To apply, email me, Nick Montfort, at moc.mkcin@mkcin with short answers (in no case to exceed 250 words each) to the following questions:
– What work have you done that relates to computation, language and literature, and the mission of the lab? Include URLs when appropriate; there is no need to include the URLs when counting words.
– How would you make use of your time in the Trope Tank? You do not have to offer a detailed outline of a particular project, but explain in some way how it would be useful to you to have access to the materials, equipment, and people here.
– What is your relationship, if any, to literary translation, and do you see yourself contributing to Renderings, Heftings, or both? If so, how?
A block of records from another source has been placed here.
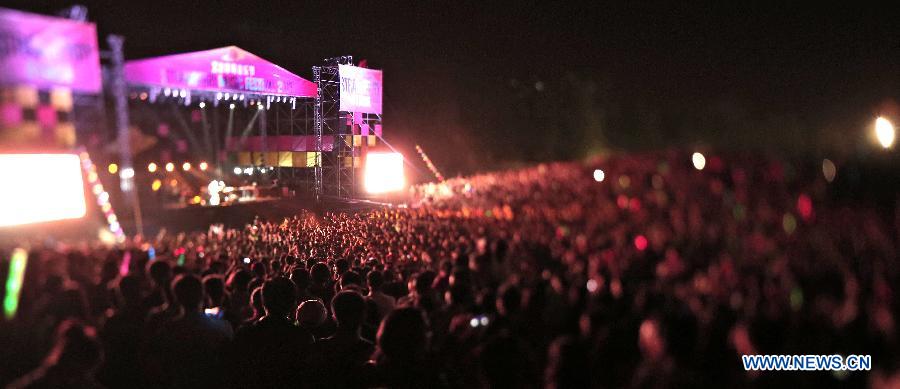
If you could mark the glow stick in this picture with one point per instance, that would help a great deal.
(14, 282)
(126, 261)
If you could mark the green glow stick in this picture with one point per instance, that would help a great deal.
(14, 282)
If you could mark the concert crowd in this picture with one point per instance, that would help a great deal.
(653, 274)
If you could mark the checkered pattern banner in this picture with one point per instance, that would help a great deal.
(36, 119)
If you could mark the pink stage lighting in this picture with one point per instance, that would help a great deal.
(40, 187)
(384, 173)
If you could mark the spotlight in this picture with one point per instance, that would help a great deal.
(127, 173)
(699, 161)
(884, 132)
(384, 173)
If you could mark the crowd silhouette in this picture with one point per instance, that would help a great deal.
(660, 276)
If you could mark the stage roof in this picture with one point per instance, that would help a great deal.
(226, 69)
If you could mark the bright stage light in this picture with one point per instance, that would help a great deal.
(884, 131)
(49, 188)
(384, 173)
(127, 173)
(829, 170)
(699, 161)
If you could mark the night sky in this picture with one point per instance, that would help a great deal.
(481, 86)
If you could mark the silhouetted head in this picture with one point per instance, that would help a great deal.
(129, 289)
(319, 273)
(160, 272)
(300, 278)
(375, 279)
(76, 350)
(311, 314)
(351, 279)
(214, 287)
(403, 335)
(256, 301)
(349, 308)
(278, 297)
(188, 291)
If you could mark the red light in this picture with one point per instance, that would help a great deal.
(622, 201)
(804, 207)
(640, 242)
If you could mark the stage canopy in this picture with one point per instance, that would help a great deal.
(226, 70)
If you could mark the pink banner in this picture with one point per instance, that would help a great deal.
(360, 89)
(226, 69)
(279, 143)
(47, 52)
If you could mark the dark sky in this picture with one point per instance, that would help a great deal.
(464, 75)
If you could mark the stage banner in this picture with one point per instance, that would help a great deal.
(47, 52)
(227, 69)
(360, 89)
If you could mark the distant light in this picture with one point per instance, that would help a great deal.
(699, 161)
(884, 131)
(384, 173)
(127, 173)
(789, 223)
(50, 188)
(829, 170)
(640, 242)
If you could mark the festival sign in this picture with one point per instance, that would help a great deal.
(226, 69)
(360, 89)
(47, 52)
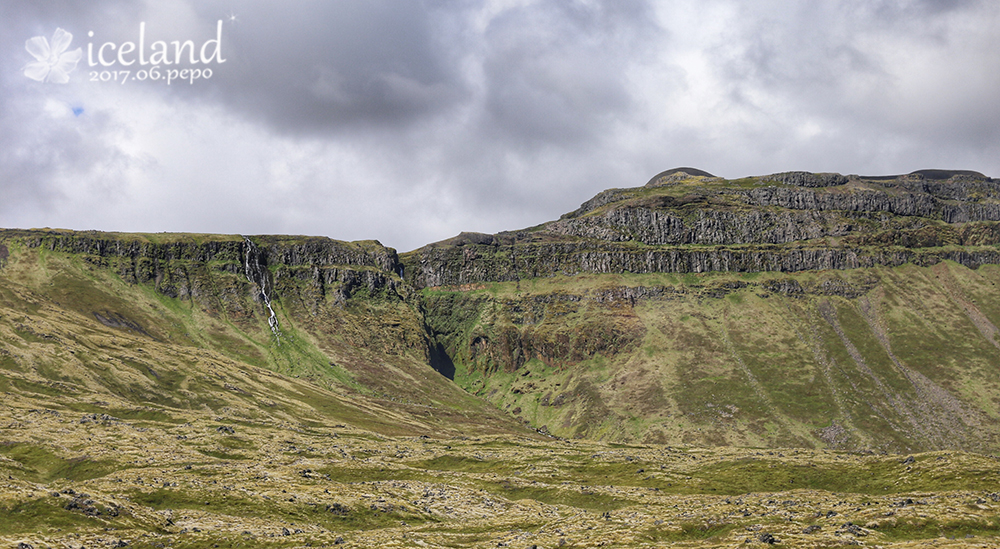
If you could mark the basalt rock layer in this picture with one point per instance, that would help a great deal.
(797, 309)
(793, 309)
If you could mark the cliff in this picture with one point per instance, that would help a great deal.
(785, 222)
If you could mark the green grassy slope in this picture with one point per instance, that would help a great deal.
(74, 335)
(896, 359)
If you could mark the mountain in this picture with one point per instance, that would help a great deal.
(795, 309)
(611, 377)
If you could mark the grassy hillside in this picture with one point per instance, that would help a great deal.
(886, 359)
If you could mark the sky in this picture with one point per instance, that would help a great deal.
(411, 121)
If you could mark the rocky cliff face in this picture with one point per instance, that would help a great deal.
(796, 309)
(786, 222)
(819, 319)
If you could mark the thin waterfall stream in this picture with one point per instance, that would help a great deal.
(256, 275)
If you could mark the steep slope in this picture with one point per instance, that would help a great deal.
(129, 325)
(789, 310)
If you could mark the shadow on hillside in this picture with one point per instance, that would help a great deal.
(441, 362)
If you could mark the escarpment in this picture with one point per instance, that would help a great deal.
(789, 310)
(793, 221)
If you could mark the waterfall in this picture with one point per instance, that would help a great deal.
(257, 276)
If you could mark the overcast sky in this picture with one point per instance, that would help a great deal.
(410, 121)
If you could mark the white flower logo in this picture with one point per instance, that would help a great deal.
(53, 63)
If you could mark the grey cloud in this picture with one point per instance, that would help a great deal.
(318, 66)
(555, 71)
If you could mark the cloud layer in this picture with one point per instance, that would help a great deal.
(409, 122)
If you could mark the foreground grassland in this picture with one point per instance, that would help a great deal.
(181, 479)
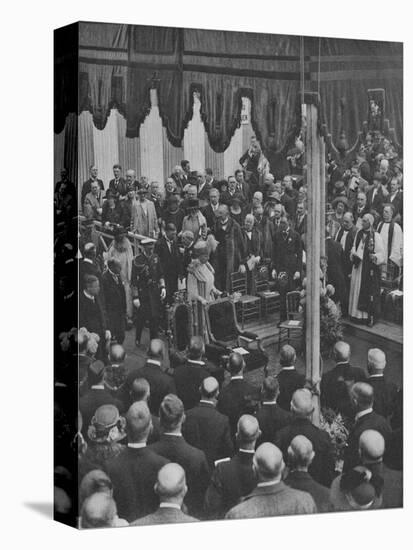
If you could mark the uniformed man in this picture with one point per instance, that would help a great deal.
(148, 290)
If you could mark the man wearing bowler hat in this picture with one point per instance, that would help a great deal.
(149, 290)
(144, 218)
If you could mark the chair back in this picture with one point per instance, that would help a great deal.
(293, 304)
(239, 283)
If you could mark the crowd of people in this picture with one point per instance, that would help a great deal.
(157, 444)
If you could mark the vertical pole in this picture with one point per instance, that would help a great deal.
(313, 152)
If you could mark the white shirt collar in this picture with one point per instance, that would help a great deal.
(169, 505)
(89, 296)
(196, 362)
(268, 483)
(154, 362)
(363, 413)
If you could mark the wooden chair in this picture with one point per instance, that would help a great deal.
(292, 327)
(247, 306)
(270, 299)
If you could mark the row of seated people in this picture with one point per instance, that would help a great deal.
(241, 451)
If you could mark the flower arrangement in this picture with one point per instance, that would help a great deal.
(334, 425)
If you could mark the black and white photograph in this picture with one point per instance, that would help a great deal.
(228, 263)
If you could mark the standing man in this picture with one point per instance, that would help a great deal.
(87, 186)
(144, 218)
(367, 255)
(171, 260)
(287, 258)
(118, 184)
(115, 300)
(148, 290)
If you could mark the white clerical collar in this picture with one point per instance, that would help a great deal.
(89, 295)
(169, 505)
(154, 362)
(268, 483)
(363, 413)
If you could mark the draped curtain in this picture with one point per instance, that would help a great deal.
(119, 64)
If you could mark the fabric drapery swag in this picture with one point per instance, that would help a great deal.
(117, 65)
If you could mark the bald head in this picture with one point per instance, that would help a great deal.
(268, 462)
(341, 352)
(171, 483)
(301, 403)
(98, 510)
(236, 363)
(362, 395)
(248, 430)
(376, 361)
(209, 388)
(140, 390)
(138, 422)
(300, 453)
(156, 349)
(196, 347)
(287, 356)
(371, 446)
(117, 354)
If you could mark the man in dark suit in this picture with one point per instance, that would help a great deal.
(171, 259)
(345, 237)
(96, 395)
(335, 383)
(188, 377)
(115, 300)
(134, 471)
(118, 184)
(271, 417)
(287, 257)
(92, 314)
(173, 446)
(211, 209)
(300, 456)
(171, 488)
(234, 478)
(385, 392)
(323, 465)
(375, 198)
(205, 427)
(160, 383)
(238, 396)
(300, 219)
(335, 271)
(288, 378)
(362, 395)
(271, 497)
(87, 185)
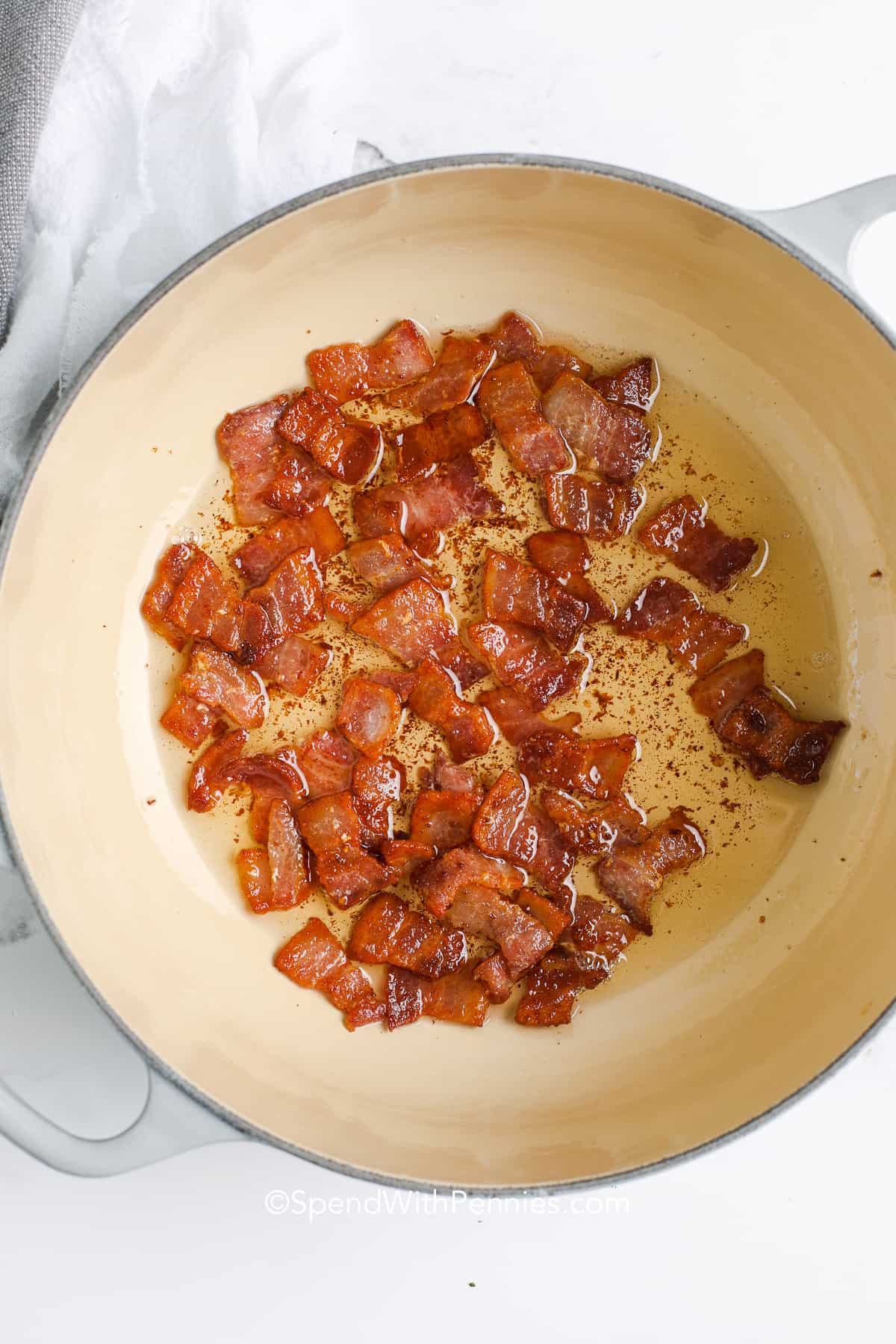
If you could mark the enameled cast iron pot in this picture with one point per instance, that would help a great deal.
(729, 302)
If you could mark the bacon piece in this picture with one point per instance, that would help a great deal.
(450, 495)
(605, 436)
(667, 613)
(633, 874)
(438, 882)
(388, 930)
(171, 569)
(262, 553)
(682, 532)
(458, 369)
(314, 960)
(511, 401)
(348, 371)
(457, 998)
(514, 591)
(249, 443)
(208, 776)
(368, 715)
(526, 662)
(508, 827)
(591, 508)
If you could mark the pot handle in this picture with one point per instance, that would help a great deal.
(830, 226)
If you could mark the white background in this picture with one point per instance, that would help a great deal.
(782, 1234)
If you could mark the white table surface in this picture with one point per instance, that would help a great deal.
(783, 1234)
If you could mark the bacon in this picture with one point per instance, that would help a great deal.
(605, 436)
(514, 591)
(511, 401)
(347, 449)
(262, 553)
(388, 930)
(467, 727)
(682, 532)
(314, 960)
(438, 882)
(526, 662)
(171, 569)
(591, 766)
(438, 438)
(457, 998)
(667, 613)
(517, 721)
(591, 508)
(249, 443)
(348, 371)
(368, 715)
(635, 874)
(758, 727)
(450, 495)
(458, 369)
(508, 827)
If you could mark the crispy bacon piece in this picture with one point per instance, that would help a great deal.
(314, 960)
(388, 930)
(508, 827)
(682, 532)
(458, 369)
(438, 438)
(633, 874)
(523, 660)
(517, 721)
(591, 508)
(348, 371)
(755, 725)
(511, 401)
(457, 998)
(430, 504)
(169, 571)
(368, 715)
(467, 727)
(262, 553)
(591, 766)
(605, 436)
(249, 443)
(667, 613)
(347, 449)
(514, 591)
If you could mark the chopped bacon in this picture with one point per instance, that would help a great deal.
(388, 930)
(457, 998)
(511, 401)
(368, 715)
(514, 591)
(467, 727)
(430, 504)
(633, 874)
(591, 508)
(347, 449)
(249, 443)
(758, 726)
(458, 369)
(314, 960)
(348, 371)
(591, 766)
(605, 436)
(526, 662)
(262, 553)
(682, 532)
(438, 438)
(169, 571)
(667, 613)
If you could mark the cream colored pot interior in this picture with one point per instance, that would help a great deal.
(765, 969)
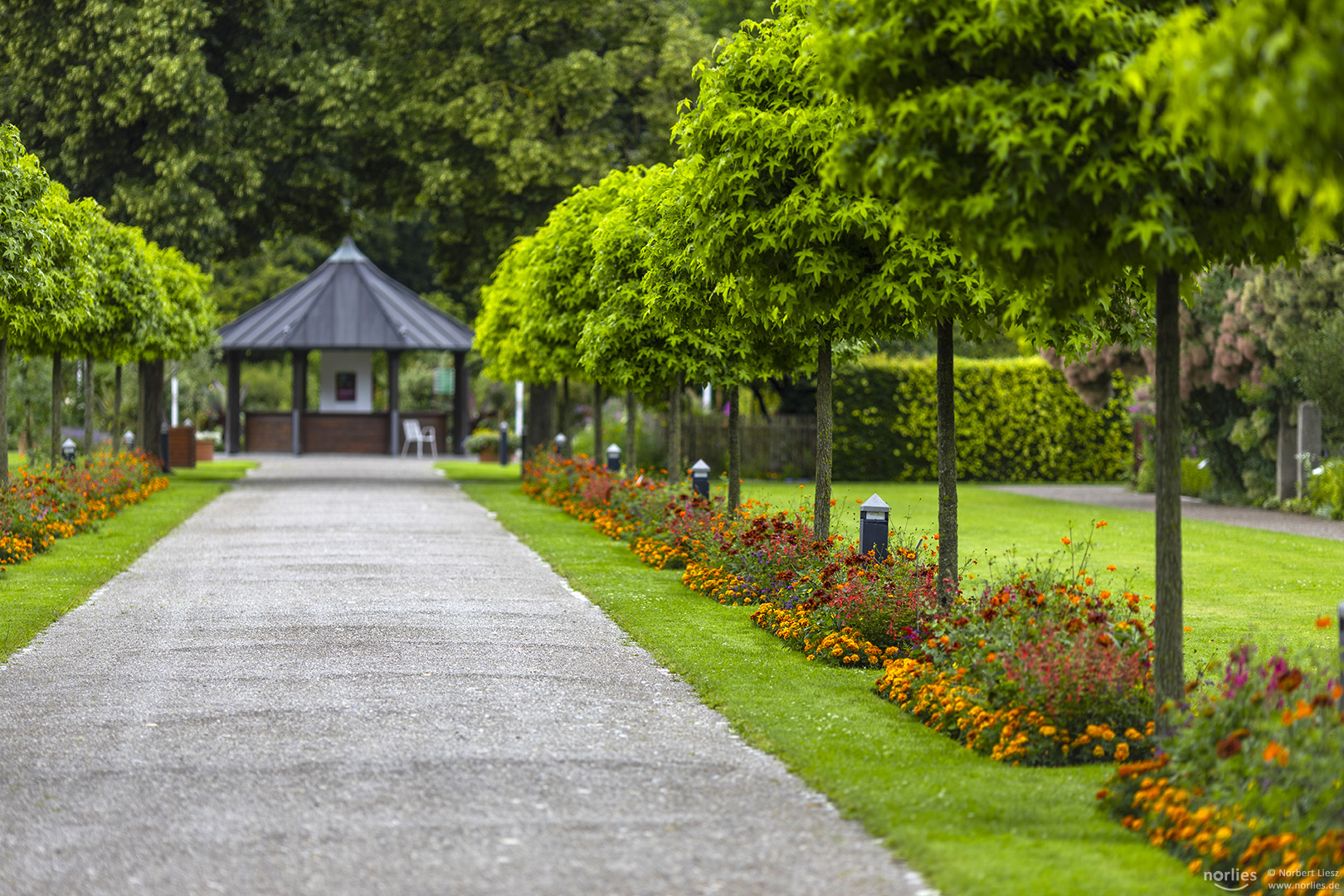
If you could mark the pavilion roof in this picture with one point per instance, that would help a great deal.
(347, 304)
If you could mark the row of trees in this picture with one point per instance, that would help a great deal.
(74, 284)
(878, 167)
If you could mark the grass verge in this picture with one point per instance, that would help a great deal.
(212, 470)
(35, 594)
(477, 472)
(971, 825)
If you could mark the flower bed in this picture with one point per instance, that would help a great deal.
(1040, 668)
(1040, 665)
(1250, 787)
(56, 503)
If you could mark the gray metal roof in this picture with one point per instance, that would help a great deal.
(347, 303)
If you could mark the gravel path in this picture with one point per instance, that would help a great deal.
(1118, 496)
(344, 677)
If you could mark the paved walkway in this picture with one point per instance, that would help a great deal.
(344, 679)
(1118, 496)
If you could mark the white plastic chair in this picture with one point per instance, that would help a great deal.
(413, 431)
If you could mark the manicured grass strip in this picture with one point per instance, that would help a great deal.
(214, 470)
(477, 472)
(1238, 582)
(35, 594)
(971, 825)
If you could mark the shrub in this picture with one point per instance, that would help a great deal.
(1016, 422)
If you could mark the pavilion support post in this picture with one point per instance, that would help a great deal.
(461, 390)
(233, 410)
(394, 368)
(299, 397)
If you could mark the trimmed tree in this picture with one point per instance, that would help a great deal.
(786, 250)
(1016, 134)
(27, 242)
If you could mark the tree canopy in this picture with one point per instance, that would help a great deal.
(1261, 80)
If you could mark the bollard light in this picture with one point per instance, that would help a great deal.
(873, 527)
(1340, 610)
(700, 479)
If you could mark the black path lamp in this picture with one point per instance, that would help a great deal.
(873, 527)
(1340, 610)
(700, 479)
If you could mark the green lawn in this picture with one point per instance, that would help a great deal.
(971, 825)
(214, 470)
(35, 594)
(1238, 581)
(477, 472)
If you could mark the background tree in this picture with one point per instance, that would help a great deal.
(32, 243)
(125, 296)
(182, 323)
(1018, 136)
(71, 227)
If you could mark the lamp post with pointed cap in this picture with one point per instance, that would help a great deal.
(700, 479)
(873, 527)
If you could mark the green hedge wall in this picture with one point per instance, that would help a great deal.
(1016, 422)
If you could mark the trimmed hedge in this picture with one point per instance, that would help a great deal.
(1016, 422)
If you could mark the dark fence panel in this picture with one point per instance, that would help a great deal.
(780, 446)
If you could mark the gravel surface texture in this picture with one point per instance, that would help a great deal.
(1118, 496)
(344, 677)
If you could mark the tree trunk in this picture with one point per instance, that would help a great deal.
(821, 503)
(675, 464)
(58, 394)
(151, 407)
(947, 469)
(598, 449)
(632, 419)
(734, 395)
(89, 425)
(116, 410)
(563, 422)
(1168, 660)
(4, 411)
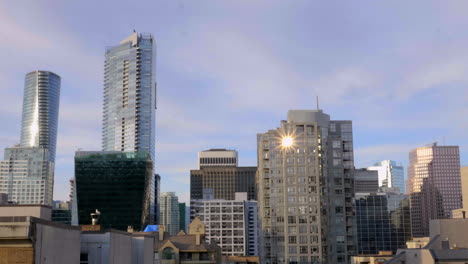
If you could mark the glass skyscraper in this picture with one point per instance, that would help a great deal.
(130, 95)
(383, 221)
(27, 171)
(434, 185)
(305, 190)
(169, 212)
(118, 184)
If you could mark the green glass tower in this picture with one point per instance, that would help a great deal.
(118, 184)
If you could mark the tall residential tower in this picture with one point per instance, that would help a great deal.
(390, 173)
(27, 172)
(305, 190)
(434, 185)
(130, 96)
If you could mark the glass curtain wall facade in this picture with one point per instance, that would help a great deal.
(130, 95)
(305, 191)
(170, 212)
(118, 184)
(434, 185)
(383, 222)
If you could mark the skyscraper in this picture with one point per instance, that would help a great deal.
(130, 95)
(27, 171)
(434, 185)
(218, 173)
(365, 181)
(118, 184)
(170, 213)
(391, 174)
(305, 190)
(382, 221)
(40, 111)
(231, 223)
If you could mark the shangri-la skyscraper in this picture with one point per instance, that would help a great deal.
(27, 171)
(305, 190)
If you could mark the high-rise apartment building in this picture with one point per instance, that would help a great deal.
(218, 173)
(365, 181)
(130, 95)
(305, 190)
(170, 213)
(27, 171)
(382, 220)
(231, 223)
(391, 174)
(434, 185)
(117, 184)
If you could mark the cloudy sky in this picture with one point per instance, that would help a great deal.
(227, 70)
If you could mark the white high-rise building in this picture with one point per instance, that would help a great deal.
(305, 190)
(391, 174)
(231, 223)
(169, 212)
(27, 171)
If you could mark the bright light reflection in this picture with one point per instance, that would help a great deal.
(287, 141)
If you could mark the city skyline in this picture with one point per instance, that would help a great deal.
(205, 72)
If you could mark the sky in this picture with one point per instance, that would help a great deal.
(227, 70)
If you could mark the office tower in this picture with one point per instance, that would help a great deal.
(118, 184)
(366, 181)
(382, 220)
(218, 172)
(231, 223)
(27, 171)
(130, 96)
(170, 214)
(434, 185)
(305, 190)
(182, 213)
(391, 174)
(40, 111)
(157, 190)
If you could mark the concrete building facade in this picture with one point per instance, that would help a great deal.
(434, 185)
(391, 174)
(169, 212)
(366, 181)
(218, 171)
(27, 171)
(305, 190)
(232, 224)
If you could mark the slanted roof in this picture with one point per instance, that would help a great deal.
(185, 243)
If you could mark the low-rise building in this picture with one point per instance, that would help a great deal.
(379, 258)
(185, 248)
(29, 240)
(447, 244)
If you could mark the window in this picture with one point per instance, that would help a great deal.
(292, 239)
(84, 258)
(336, 144)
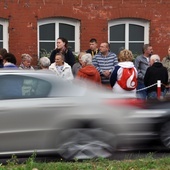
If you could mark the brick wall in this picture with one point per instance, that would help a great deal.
(93, 14)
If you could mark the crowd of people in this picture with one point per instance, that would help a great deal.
(120, 73)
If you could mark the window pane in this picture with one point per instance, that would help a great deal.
(71, 46)
(47, 32)
(67, 31)
(117, 33)
(46, 48)
(136, 33)
(115, 47)
(1, 32)
(136, 48)
(35, 88)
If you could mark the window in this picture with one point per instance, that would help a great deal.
(3, 33)
(131, 34)
(16, 87)
(50, 29)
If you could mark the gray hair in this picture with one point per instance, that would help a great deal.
(86, 58)
(44, 62)
(26, 57)
(155, 58)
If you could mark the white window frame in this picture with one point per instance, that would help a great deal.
(72, 22)
(127, 22)
(5, 40)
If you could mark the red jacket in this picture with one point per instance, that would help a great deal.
(89, 72)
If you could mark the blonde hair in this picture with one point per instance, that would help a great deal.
(125, 55)
(155, 58)
(87, 58)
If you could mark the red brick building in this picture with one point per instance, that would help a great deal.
(31, 26)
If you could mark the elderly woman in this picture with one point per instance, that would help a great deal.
(124, 77)
(88, 71)
(61, 68)
(26, 62)
(62, 47)
(44, 63)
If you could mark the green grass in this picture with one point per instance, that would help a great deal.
(145, 163)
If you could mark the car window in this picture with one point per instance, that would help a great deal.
(16, 86)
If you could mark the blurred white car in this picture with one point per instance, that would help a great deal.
(43, 114)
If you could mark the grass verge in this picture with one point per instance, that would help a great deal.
(145, 163)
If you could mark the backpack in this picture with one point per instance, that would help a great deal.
(128, 80)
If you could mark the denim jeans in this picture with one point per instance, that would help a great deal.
(141, 94)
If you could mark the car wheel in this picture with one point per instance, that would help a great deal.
(85, 144)
(165, 134)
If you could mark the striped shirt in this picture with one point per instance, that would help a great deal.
(103, 63)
– What connections could you potentially make between communities of practice and other groups you know, either in the Boston area or beyond, and the existing Trope Tank community within MIT?
Include a CV/resume in PDF format as an attachment.
Applications will be considered beginning on August 15; applicants are encouraged to apply by noon on that day.
We value diverse backgrounds, experiences, and thinking, and encourage applications by members of groups that are underrepresented at MIT.
4 Replies to “Trope Tank Writer in Residence”
Sounds great; if I were not still an undergrad (and had accumulated more literary meat on my meager bones) I’d send in an application in a heartbeat. Much luck to those who apply
You’re welcome to visit us at the Trope Tank and use the space some if you’re in the area, Matt. Just send me an email.
If I’m ever in the neighborhood I’ll be sure to drop a line; the Trope Tank is something novel and provides a focus area I see neglected at other universities (including my own) so it’d be wonderful to get a chance to explore it.